Insights From: Hope S. Rugo, MD, UCSF Helen Diller Family Comprehensive Cancer Center; Sara Hurvitz, MD, UCLA Jonsson Comprehensive Cancer Center
Published: Thursday, Nov 02, 2017



Transcript:

Hope S. Rugo, MD: MONARCH-2, recently presented and published, is a very interesting study that although it looks similar to PALOMA-3 and will look similar to MONALEESA-3 when it’s presented is actually quite different. This trial randomized patients who were postmenopausal with metastatic hormone receptor-positive breast cancer who had progressed on one endocrine therapy in the metastatic setting to receive fulvestrant with either abemaciclib given continuously for all the time or fulvestrant with a placebo. The real differences in this trial, besides the CDK4/6 inhibitor, is the patient eligibility. So, you couldn’t have received 2 lines of hormone therapy, regardless of what those hormonal agents were in the metastatic setting.
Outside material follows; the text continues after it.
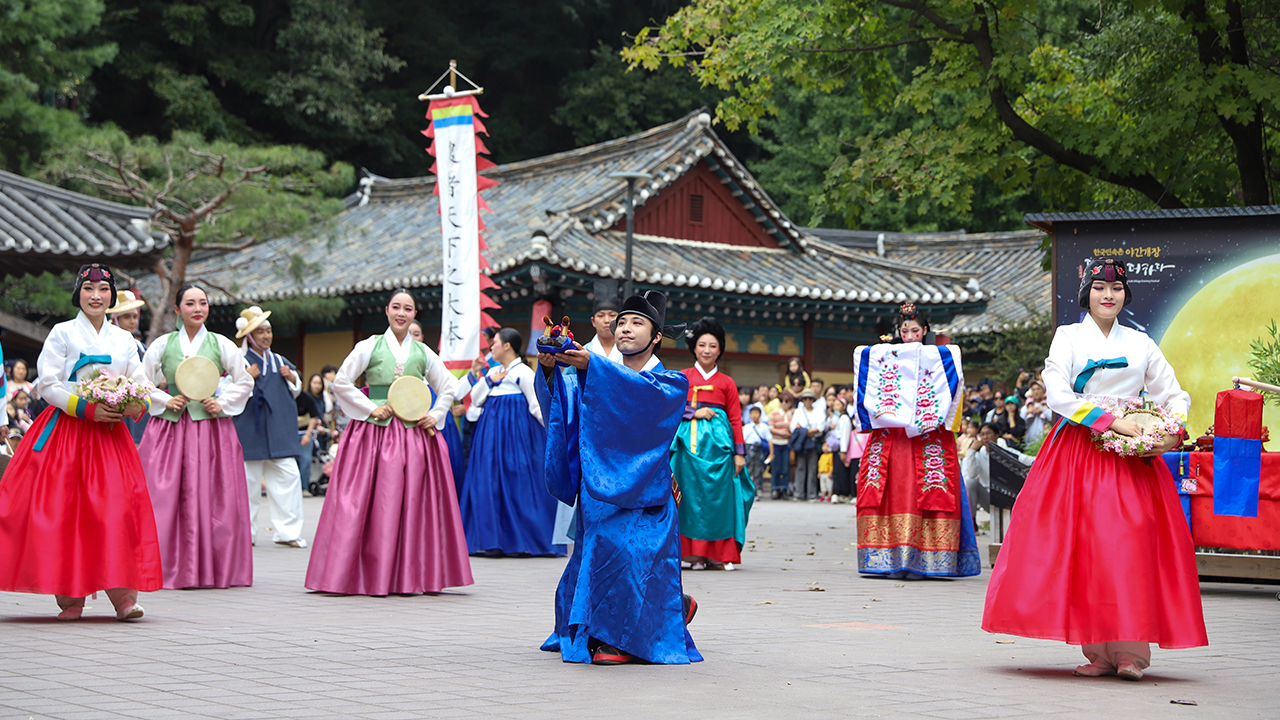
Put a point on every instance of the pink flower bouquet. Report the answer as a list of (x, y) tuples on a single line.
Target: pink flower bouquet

And if you’d relapse on adjuvant hormone therapy or shortly after completing adjuvant hormone therapy, you also needed to go on the fulvestrant treatment with the MONARCH trial treatment as well in the first-line metastatic setting. You couldn’t get a hormone agent and then go on to MONARCH-2. So, that was different. And also, you couldn’t receive any chemotherapy for metastatic breast cancer. This group of patients were much less heavily pretreated than the patients in PALOMA-3 and who will be less heavily pretreated than MONALEESA-3.

The reasons for this, of course, is they wanted to have their best shot at approval being the third kid on the block, and they wanted to look at a patient population who had very hormone-responsive disease. And, in fact, they did. Actually, the defined a group of patients who had very hormone-responsive breast cancer. So, their actually progression-free survival in the just fulvestrant and placebo arm is longer than that seen in any other fulvestrant trial, because they picked a group of patients who were more like the patients who were treated on the FALCON trial, a nontargeted agent trial that looked at fulvestrant versus anastrozole in the first-line setting in patients who never had any hormone therapy before. So, the FALCON trial has a very unique population, but MONARCH-2 is closer to that population than it is to the population in PALOMA-3.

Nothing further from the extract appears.